EDMONTON—Alberta is scheduled to introduce its budget Tuesday — the last before a spring provincial election — with political observers wondering what the province will do with all its billions of extra petrodollars.
“Any budget that’s leading into an election is always one that contains quite a few goodies,” said University of Calgary economist Trevor Tombe.
“Combine that with a government with significantly higher resource royalties than planned, and you have a lot of scope for big announcements."
Finance Minister Travis Toews, in his four years in the post, has tabled budgets that began with multibillion−dollar deficits and recently spotlighted multibillion−dollar surpluses due to rebounding oil and gas revenues.
The province said in its mid−year forecast that it’s expected to finish the current fiscal year, which concludes at the end of March, with a $12.3−billion surplus on the strength of high oil prices and oilsands operations reaching the higher post−payout stage of production.
Tombe said if the benchmark West Texas Intermediate oil price stays robust at US$80 barrel in the coming years, the province could once again, by decade’s end, eradicate its $80−billion taxpayer−supported debt.
WTI is currently trading just under $80 a barrel.
“I suspect we’ll see less windfall (in the budget) because spending will almost surely grow,” said Tombe.
Premier Danielle Smith’s United Conservative Party government has already announced and begun implementing a $2.8 billion program of direct payments and tax cuts to help Albertans deal with inflation.
In recent days, Health Minister Jason Copping has promised $158 million in new spending to recruit health staff and $243 million to expand and improve primary care.
Smith said funding for mental health and addiction is to rise from $275 million, up from $87 million in 2019.

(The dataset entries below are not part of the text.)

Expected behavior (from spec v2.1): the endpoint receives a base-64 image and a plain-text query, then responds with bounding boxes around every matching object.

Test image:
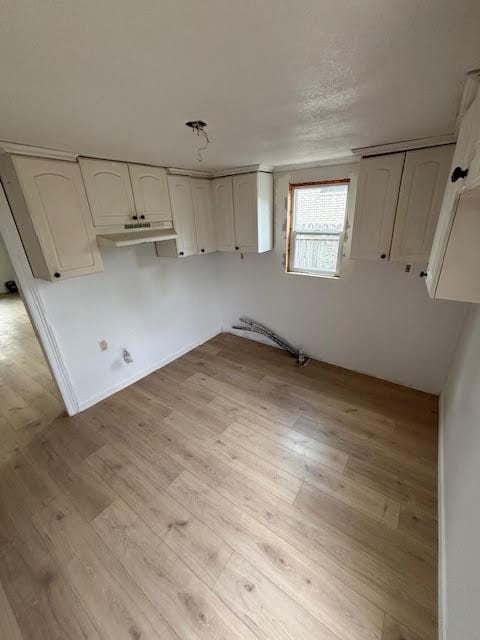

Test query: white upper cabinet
[390,146,453,263]
[427,84,480,302]
[191,178,216,254]
[435,186,480,302]
[2,156,103,281]
[213,171,273,254]
[128,164,172,223]
[79,158,136,226]
[163,175,198,257]
[350,153,404,261]
[212,177,236,251]
[233,173,258,252]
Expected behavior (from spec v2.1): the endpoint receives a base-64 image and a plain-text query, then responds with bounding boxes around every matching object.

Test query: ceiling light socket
[185,120,207,130]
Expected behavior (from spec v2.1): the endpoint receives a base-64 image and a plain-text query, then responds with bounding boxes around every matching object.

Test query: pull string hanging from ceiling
[185,120,210,163]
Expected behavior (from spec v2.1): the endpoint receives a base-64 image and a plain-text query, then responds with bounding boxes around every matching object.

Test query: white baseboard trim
[438,393,447,640]
[77,328,222,412]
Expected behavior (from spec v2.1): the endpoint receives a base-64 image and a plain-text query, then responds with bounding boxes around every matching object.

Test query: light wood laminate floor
[0,294,64,461]
[0,333,438,640]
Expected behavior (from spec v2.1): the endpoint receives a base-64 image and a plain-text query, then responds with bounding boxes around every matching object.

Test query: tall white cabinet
[0,155,103,281]
[390,146,453,263]
[212,170,273,253]
[350,146,453,264]
[155,175,216,258]
[427,81,480,303]
[212,177,236,251]
[350,153,404,261]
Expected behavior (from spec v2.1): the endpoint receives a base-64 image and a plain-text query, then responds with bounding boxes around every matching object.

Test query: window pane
[293,184,348,233]
[293,234,339,273]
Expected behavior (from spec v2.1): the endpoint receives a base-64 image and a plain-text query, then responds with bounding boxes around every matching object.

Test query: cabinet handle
[54,272,61,278]
[451,166,469,183]
[179,251,184,256]
[140,214,145,220]
[420,271,428,278]
[132,215,138,220]
[380,253,386,260]
[235,246,239,251]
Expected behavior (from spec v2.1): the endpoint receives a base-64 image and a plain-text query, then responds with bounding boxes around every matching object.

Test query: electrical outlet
[99,340,108,351]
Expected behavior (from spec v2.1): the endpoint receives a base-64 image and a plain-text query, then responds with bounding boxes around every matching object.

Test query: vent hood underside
[96,228,178,248]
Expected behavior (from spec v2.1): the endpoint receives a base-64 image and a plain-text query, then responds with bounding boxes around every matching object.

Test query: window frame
[286,179,350,278]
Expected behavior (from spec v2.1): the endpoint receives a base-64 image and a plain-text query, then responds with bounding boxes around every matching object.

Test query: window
[287,180,350,277]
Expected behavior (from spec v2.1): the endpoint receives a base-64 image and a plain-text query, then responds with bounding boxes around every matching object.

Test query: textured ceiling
[1,1,480,170]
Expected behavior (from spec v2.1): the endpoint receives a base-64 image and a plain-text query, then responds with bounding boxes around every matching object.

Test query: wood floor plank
[0,577,23,640]
[215,552,340,640]
[222,421,400,526]
[33,493,179,640]
[168,470,385,640]
[163,438,436,637]
[87,442,233,588]
[295,483,436,579]
[93,499,258,640]
[382,615,423,640]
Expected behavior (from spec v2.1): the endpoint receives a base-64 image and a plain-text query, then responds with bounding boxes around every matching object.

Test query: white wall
[439,306,480,640]
[216,164,468,394]
[36,246,221,409]
[0,232,16,293]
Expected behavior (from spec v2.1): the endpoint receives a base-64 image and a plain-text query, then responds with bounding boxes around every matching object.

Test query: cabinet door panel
[80,158,135,226]
[233,173,258,252]
[191,179,216,254]
[436,186,480,302]
[390,146,453,263]
[350,153,405,261]
[167,175,197,257]
[427,93,480,296]
[212,177,235,251]
[129,164,172,223]
[13,157,103,279]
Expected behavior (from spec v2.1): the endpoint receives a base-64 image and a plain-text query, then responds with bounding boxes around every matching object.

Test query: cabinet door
[233,173,258,252]
[13,157,103,280]
[390,146,453,263]
[212,177,236,251]
[79,158,135,226]
[190,178,216,254]
[128,164,172,223]
[427,92,480,296]
[435,186,480,302]
[166,175,197,257]
[350,153,405,261]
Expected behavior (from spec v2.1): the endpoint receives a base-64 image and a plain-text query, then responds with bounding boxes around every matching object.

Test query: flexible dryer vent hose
[232,317,310,366]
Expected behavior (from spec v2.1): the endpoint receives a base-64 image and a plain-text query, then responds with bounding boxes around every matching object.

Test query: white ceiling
[1,1,480,170]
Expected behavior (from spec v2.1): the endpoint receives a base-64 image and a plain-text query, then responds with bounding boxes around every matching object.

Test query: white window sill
[285,269,340,280]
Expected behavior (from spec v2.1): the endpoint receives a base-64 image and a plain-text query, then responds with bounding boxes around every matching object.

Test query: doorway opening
[0,219,65,461]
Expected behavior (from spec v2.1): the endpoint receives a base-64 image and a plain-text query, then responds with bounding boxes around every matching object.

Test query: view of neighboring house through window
[287,180,350,276]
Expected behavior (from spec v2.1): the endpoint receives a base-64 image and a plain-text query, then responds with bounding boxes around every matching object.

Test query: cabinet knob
[235,246,239,251]
[179,251,184,256]
[54,272,61,278]
[201,248,205,253]
[420,271,428,278]
[132,215,138,220]
[451,166,469,183]
[140,214,145,220]
[380,253,386,260]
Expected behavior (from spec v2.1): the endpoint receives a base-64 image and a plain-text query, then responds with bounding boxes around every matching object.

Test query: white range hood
[96,228,178,248]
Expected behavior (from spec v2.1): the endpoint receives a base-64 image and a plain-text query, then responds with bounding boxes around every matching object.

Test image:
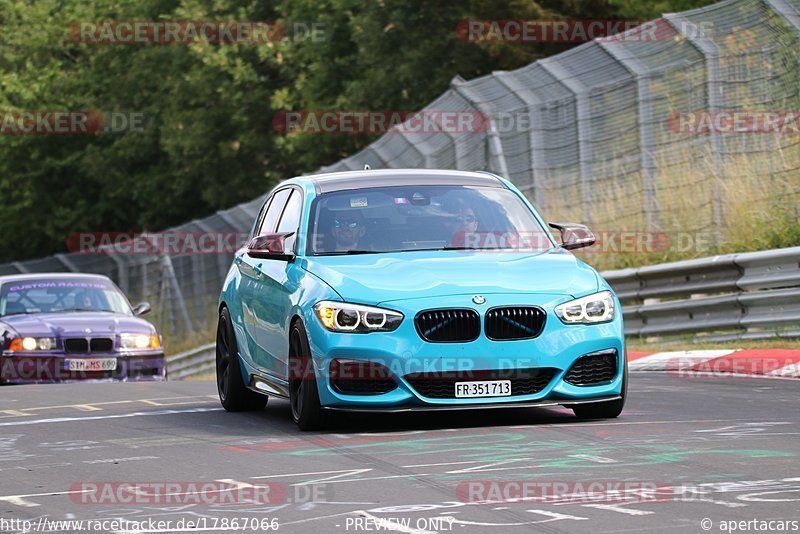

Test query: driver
[331,210,367,252]
[444,201,480,247]
[74,291,93,309]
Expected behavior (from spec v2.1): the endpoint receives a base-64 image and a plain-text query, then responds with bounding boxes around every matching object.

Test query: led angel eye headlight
[555,291,616,324]
[315,301,403,333]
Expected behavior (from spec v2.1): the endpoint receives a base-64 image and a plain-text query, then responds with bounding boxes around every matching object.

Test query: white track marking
[0,489,92,508]
[0,407,222,426]
[252,468,373,485]
[582,503,653,515]
[402,460,480,468]
[568,454,618,463]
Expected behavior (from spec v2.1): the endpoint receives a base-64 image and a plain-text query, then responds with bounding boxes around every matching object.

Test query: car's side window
[276,189,303,252]
[257,189,291,236]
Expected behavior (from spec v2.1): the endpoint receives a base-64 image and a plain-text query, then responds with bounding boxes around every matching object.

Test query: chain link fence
[2,0,799,346]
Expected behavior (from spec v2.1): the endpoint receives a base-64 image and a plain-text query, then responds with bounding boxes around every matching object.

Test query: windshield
[0,278,133,316]
[307,185,554,255]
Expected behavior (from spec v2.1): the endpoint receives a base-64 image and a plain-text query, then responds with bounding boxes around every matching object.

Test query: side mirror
[132,302,151,316]
[548,223,596,251]
[247,232,296,261]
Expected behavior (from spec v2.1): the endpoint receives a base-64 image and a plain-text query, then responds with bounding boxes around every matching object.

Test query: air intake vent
[90,338,114,352]
[414,309,480,343]
[64,338,89,353]
[485,306,546,340]
[329,360,397,396]
[564,350,618,386]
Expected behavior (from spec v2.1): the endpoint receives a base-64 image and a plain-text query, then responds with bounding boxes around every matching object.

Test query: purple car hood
[0,312,154,337]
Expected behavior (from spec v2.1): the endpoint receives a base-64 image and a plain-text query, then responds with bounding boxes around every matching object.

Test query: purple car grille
[64,337,114,354]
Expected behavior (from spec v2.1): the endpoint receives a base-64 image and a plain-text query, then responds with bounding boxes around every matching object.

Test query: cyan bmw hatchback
[217,169,625,430]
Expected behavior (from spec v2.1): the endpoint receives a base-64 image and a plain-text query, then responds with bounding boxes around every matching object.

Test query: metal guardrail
[167,343,215,380]
[602,246,800,341]
[166,246,800,379]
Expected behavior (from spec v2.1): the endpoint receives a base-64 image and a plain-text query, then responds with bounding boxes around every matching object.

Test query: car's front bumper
[321,395,623,413]
[304,293,625,410]
[0,352,166,384]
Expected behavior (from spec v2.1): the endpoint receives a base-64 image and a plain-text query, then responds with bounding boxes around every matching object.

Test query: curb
[628,349,800,379]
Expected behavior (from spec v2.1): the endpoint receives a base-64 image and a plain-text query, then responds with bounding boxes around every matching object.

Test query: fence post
[11,262,29,273]
[103,253,129,294]
[538,58,593,224]
[765,0,800,31]
[597,39,660,231]
[451,77,510,178]
[664,13,724,246]
[160,255,194,333]
[54,253,79,272]
[493,71,545,206]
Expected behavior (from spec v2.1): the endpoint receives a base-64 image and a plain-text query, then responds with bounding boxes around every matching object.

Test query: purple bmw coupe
[0,273,165,384]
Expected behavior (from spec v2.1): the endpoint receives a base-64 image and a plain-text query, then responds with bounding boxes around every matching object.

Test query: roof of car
[0,273,112,285]
[301,169,506,194]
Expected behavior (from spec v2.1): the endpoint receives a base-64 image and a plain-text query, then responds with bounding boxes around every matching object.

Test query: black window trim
[251,195,274,239]
[254,187,293,238]
[274,186,304,255]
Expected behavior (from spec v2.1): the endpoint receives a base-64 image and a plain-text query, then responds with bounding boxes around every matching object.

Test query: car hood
[0,312,154,337]
[302,249,599,304]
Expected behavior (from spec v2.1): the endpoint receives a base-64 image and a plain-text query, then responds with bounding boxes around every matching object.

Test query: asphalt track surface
[1,374,799,534]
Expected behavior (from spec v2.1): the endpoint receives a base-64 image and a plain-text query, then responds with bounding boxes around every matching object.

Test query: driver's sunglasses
[334,219,361,229]
[457,215,477,223]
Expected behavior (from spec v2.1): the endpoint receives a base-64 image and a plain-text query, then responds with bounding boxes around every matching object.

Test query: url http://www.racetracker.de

Toews also promised more money to fund growing student enrolment from kindergarten to Grade 12. And Advanced Education Minister Demetrios Nicolaides said there will be a two per cent cap on tuition starting in the 2024−25 school year.
Tombe said the key question to ask is what does Alberta do as it reaches yet another fork in the road on how it saves its bounty, given that past boom and bust cycles have seen the province spend heavily in good times then be forced to run staggeringly high deficits in bad times?
Economists, business groups and think tanks have suggested multiple options: recreate a buffer fund, put the money into the nest Heritage Savings Trust Fund, pay down the debt or use it to cover off more tax cuts to make Alberta more inviting to investors, potential newcomers and businesses.
Tombe, who favours debt paydown given current high interest rates, said there should be a plan, whatever the route taken.
“The last time we saw a detailed forward−looking plan for dealing with resource revenues was 2015 under (former premier) Jim Prentice,” he said.
“It will be interesting how detailed (this surplus plan) is,” said Tombe.
“It’s one thing to hand wave about using (surpluses) wisely. It’s another to actually have concrete, formula−driven approaches to handling resource revenues.”
Voters go to the polls May 29, and recent surveys suggest Smith’s UCP is in a tight race with Rachel Notley’s Opposition NDP.
Political scientist Lori Williams said she expects short−term inflation aid in the budget won’t be as important, because voters want to know which party can be trusted to look after families in the long−term while addressing core concerns over health care.
“Since the money is going to be there no matter who wins the next election, it may come down to a contest over vision and leadership,” said Williams, with Mount Royal University in Calgary.
“Money being spent (in the budget) doesn’t necessarily move the needle one way or the other.”
Williams noted the affordability programs and holidays on provincial tax at the gas pumps is set to end in the short term.
“I think a lot of people will be wondering what happens at the end of May?” she said.
“We can talk about diversification of the economy, we can talk about how well the economy is doing, but the reality is people are still struggling with inflation. The prices at the grocery store are shocking.”